RESENHAS BIBLIOGRÁFICAS

Erros ingênuos ou grotescos nas relações interculturais

Antonio Carlos Aidar Sauaia

(FEA/USP)

Blunders in International Business. David A. Ricks. University of Missouri, St. Louis: Editora Blackwell Publishing, 2006. 182 p. Fourth Editon. ISBN-13: 978-1-4051-3492-7. ISBN-10: 1-4051-3492-5.

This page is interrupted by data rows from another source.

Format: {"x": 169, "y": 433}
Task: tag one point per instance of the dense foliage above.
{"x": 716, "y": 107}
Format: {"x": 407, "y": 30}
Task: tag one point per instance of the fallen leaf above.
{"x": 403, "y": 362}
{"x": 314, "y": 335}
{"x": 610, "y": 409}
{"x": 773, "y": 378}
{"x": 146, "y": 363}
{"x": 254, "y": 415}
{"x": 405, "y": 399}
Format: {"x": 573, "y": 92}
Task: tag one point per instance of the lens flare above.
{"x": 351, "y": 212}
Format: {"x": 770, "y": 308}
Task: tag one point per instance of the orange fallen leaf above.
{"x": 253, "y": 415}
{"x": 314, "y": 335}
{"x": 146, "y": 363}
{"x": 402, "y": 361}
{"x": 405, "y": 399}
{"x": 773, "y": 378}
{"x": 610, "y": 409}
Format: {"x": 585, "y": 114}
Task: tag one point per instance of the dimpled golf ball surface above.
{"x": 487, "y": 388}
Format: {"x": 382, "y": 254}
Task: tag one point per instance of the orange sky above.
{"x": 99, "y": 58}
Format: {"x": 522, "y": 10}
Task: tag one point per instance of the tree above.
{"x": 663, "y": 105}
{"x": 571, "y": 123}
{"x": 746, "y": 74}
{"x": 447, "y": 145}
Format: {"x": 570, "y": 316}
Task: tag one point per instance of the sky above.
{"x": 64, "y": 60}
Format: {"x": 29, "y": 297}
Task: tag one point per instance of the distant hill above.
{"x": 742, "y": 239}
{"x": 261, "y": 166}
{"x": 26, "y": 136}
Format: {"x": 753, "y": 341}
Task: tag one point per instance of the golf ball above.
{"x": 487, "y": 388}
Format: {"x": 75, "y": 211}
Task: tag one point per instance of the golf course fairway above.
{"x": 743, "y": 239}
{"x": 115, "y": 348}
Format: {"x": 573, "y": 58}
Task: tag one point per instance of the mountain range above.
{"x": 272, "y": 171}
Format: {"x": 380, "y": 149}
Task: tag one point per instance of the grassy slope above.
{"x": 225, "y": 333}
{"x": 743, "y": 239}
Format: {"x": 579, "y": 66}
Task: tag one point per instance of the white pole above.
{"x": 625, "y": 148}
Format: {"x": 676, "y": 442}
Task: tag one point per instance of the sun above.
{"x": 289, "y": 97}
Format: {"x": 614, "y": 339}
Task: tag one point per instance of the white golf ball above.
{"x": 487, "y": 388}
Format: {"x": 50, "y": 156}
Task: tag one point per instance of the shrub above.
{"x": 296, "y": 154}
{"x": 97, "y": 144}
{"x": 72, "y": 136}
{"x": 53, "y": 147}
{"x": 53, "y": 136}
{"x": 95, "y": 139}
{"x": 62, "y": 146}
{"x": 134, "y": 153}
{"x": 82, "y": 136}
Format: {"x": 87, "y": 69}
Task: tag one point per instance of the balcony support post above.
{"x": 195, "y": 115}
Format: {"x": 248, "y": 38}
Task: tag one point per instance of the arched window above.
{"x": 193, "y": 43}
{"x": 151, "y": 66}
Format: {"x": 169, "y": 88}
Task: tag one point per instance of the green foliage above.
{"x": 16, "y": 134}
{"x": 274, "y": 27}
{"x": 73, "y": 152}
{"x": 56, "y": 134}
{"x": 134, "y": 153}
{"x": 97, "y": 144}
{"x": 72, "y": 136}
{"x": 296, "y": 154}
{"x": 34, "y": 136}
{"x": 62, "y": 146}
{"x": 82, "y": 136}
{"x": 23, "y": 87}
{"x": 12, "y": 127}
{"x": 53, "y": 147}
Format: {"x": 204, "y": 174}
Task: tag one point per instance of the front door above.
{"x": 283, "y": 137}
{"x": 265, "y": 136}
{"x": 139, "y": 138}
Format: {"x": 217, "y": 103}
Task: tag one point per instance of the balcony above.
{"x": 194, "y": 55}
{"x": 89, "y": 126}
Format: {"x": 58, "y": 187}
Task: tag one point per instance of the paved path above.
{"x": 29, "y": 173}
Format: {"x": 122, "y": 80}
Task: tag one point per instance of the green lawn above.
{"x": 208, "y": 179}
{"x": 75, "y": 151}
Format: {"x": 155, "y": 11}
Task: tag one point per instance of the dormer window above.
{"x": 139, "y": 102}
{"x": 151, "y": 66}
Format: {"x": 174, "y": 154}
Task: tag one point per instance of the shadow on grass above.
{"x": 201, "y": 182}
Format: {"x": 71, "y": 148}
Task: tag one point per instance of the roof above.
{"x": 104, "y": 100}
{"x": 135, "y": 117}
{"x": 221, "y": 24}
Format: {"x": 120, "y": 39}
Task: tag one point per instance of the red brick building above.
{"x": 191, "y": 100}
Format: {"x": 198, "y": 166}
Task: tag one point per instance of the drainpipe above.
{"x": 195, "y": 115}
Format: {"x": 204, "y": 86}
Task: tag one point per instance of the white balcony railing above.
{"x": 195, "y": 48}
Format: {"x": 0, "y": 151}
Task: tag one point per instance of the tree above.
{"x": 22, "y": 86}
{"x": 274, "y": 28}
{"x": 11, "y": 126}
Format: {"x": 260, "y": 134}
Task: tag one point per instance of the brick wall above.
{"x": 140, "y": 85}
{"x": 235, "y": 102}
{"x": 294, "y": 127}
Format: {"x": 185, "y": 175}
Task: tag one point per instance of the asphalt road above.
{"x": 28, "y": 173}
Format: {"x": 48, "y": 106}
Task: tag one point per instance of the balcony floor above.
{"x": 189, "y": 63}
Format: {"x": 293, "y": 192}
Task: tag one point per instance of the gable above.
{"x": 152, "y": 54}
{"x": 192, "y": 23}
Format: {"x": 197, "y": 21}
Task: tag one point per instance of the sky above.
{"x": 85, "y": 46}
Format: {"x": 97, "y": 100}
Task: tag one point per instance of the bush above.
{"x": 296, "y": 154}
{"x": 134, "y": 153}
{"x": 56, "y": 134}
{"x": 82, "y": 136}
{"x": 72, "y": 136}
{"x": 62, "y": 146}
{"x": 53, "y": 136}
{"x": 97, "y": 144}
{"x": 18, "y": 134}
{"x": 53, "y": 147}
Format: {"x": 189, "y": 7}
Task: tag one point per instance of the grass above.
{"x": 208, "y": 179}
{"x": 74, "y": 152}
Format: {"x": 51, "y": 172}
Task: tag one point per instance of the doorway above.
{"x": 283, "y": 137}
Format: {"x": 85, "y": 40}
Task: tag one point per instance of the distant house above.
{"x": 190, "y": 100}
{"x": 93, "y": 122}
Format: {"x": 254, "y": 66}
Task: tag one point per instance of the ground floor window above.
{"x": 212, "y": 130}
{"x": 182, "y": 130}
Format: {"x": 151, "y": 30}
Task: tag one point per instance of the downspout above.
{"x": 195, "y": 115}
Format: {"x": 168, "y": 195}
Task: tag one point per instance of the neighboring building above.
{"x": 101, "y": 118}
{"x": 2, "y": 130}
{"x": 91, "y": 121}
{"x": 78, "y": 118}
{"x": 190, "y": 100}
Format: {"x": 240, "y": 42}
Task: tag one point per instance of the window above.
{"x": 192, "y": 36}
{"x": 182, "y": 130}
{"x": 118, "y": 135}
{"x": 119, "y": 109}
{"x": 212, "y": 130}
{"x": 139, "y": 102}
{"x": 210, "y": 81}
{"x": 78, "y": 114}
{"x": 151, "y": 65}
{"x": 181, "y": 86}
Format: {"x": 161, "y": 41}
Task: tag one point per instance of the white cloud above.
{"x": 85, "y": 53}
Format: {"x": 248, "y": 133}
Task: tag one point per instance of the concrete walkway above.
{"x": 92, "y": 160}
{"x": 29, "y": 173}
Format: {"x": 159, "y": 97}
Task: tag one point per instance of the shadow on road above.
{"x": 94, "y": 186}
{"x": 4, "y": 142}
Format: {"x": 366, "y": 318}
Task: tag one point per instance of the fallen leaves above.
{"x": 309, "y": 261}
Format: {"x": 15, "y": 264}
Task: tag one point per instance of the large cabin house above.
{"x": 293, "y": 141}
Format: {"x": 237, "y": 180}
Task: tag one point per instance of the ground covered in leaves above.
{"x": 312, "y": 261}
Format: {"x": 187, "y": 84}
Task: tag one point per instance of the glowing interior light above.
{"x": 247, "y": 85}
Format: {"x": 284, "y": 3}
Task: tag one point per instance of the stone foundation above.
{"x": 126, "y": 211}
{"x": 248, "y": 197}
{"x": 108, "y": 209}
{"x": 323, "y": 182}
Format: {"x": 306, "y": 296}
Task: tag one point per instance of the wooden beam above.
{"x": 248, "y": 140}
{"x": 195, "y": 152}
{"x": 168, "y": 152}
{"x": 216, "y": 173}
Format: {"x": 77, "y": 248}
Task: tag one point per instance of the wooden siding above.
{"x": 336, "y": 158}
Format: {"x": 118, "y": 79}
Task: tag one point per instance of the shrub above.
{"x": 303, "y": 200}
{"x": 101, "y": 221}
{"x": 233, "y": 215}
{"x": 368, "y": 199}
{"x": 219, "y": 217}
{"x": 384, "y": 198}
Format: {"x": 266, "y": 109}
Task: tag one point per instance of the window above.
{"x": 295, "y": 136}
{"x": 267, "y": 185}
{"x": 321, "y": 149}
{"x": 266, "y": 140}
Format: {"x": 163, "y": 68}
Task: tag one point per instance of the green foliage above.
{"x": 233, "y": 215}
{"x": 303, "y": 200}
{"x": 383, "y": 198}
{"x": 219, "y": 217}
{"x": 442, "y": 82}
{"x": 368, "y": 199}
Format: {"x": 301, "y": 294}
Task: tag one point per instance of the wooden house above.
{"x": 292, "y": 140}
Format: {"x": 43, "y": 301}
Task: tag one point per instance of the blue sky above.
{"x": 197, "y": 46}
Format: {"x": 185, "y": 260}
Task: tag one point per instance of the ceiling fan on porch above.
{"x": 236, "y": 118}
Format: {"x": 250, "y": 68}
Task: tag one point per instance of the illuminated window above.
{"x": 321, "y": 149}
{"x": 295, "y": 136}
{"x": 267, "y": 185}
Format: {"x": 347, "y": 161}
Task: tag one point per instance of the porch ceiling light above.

Cacófatos, gafes, pronúncia incorreta de nomes próprios e de produtos específicos, grafia incorreta e outros enganos podem ser enumerados aos montes nos hábitos de todas as culturas cometidos no cotidiano de cada uma delas por cidadãos nativos e plenamente aculturados ao longo de suas vidas. Quando se examina os enganos cometidos por cidadãos estrangeiros no uso incorreto dos tempos de verbos e nas expressões idiomáticas, nas traduções sujeitas aos falsos cognatos que, por vezes, conduzem a frases sem sentido ou, ainda pior, a frases que têm sentido pejorativo ou oposto ao que pretendia o autor, as falhas são ainda maiores.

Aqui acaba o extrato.